Si llamaba para hablar de él, de Chen, como sospechaba el inspector jefe, ¿con quién hablaría?
Una vez se hubo despedido de Tian, siguió Chen cavilando acerca del teléfono celular de Bao… Las cosas parecían ir mejor entre él y Bao; al fin y al cabo, eran ambos hombres de letras, no obstante las muchas distancias que había entre la obra de cada cual, pero Bao, en la literatura china contemporánea, tenía una cierta importancia, era un poeta representativo de un periodo muy concreto. Incluso lo visitaban en su retiro de Beijing algunos especialistas extranjeros. Claro que le había molestado que nombraran jefe de la delegación a un poeta mucho más joven, pero, se repetía Chen, las cosas se habían ido calmando poco a poco, ya no parecía tan insidioso como al principio. Que no le cayera bien no tenía que significar forzosamente nada en especial.
Así y todo, antes de regresar al hotel, Chen hizo uso de su tarjeta para llamar desde las cabinas, utilizándola en el teléfono público del café.
—Esperaba tu llamada, jefe —le dijo Yu.
—¿Cómo está el tiempo en Shanghai?
—Nublado… Y se acercan más nubes negras…
—Vaya, ¿y eso?
—Bueno, me resulta difícil dar la información meteorológica a través del teléfono, ya sabes; además, las cosas del tiempo son impredecibles.
Les era cada vez más difícil comunicar lo que deseaban con aquel lenguaje que habían pactado. La terminología meteorológica no les funcionaba tan bien como en otros casos. Había muchas cosas imposibles de contar así, a propósito de lo que les ocupaba. Chen quería saber si el detective Yu había descubierto algo más.
—Olvídate del tiempo, Yu —dijo Chen—. Creo que podemos hablar.
Era un riesgo que tenían que tomar, inevitablemente. La línea telefónica particular de Yu, por lo demás, no tenía por qué estar intervenida. Chen no había dicho a nadie que acudiría a él, salvo a Zhao.

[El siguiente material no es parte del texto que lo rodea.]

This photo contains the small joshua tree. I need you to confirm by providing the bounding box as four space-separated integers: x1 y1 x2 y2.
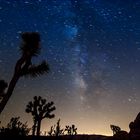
0 117 30 136
110 125 121 135
0 32 49 114
65 125 77 135
48 119 64 136
54 119 64 136
26 96 56 136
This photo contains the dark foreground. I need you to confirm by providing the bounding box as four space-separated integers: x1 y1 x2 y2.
0 135 114 140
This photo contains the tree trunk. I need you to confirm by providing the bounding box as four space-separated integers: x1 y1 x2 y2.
37 120 41 136
32 120 37 136
0 55 26 114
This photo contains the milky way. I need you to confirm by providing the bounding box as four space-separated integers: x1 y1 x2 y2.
0 0 140 134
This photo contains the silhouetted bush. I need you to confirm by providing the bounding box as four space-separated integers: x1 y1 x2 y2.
65 125 77 135
26 96 56 136
110 125 121 135
0 117 30 136
48 119 64 136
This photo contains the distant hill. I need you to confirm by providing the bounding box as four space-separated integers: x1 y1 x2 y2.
0 135 113 140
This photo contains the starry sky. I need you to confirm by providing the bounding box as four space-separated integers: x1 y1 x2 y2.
0 0 140 135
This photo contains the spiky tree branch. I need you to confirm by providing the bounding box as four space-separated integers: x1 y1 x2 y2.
0 32 49 114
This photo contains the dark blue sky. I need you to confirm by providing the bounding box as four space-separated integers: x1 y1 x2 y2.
0 0 140 134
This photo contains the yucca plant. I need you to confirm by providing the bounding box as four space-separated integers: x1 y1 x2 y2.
25 96 56 136
0 32 49 113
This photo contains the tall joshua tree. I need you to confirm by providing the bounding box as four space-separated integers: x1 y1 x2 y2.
26 96 56 136
0 32 49 113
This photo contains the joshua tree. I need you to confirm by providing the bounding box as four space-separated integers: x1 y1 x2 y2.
0 80 8 99
0 117 30 136
110 125 121 135
65 125 77 135
48 119 64 136
0 32 49 113
54 119 64 136
26 96 56 136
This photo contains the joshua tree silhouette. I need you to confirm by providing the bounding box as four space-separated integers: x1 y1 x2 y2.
48 119 64 136
0 117 30 136
0 32 49 113
110 125 121 135
65 125 77 135
26 96 56 136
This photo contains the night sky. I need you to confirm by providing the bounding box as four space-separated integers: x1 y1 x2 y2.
0 0 140 135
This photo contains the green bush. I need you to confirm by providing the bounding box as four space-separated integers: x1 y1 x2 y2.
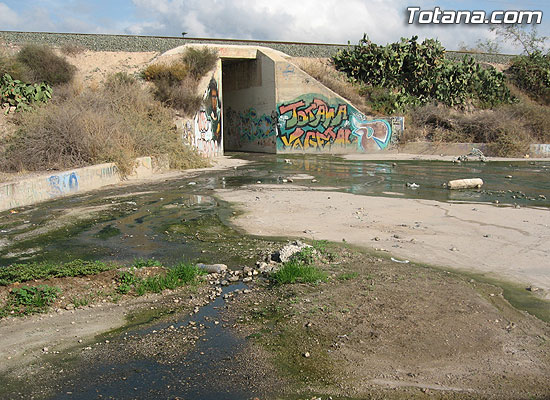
271 260 327 285
141 61 189 85
141 47 218 115
508 51 550 104
17 44 76 86
0 74 208 175
117 263 206 296
0 260 117 286
182 47 218 79
0 74 52 113
0 285 61 316
333 35 512 112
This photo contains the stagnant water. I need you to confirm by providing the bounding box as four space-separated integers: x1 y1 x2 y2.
0 154 550 399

—Kuang sabe que llamaste a An por teléfono —dijo Yu— y fue al secretario Li con el cuento de que habías tenido una noche romántica con ella en un restaurante de lujo… El joven Zhou, que investigaba con Kuang las llamadas de An, me lo dijo.
—Claro, me entrevisté con An por ver si podía sacarle información acerca de Xing… Para no levantar sospechas hablé por teléfono con ella como si deseara flirtear un poco…
—No tienes que explicarme nada, Chen… Yo lo comprendo, pero quizá otros no lo hagan…
—Bueno, eso no me preocupa. Una anécdota que pasa por romántica, el mundo no se acabará por eso…
—Chen, creo que hay alguien tras Kuang, alguien que le ha dicho que te denigre… De lo contrario, no le hubiera ido a Li con el cuento.
—¿Has descubierto algo más en el teléfono celular de An?
—No, aún no.
—¿Alguna cosa más?
—Bueno, el camarada Zhao sigue en Shanghai. No sé qué hace aquí tanto tiempo…
Chen dijo entonces a Yu que había descubierto la relación existente entre Xing y Pequeño Tigre. De esto volvieron a hablar en la imprecisa terminología climatológica.
—Así que hemos llegado a los dominios del tigre —concluyó Yu.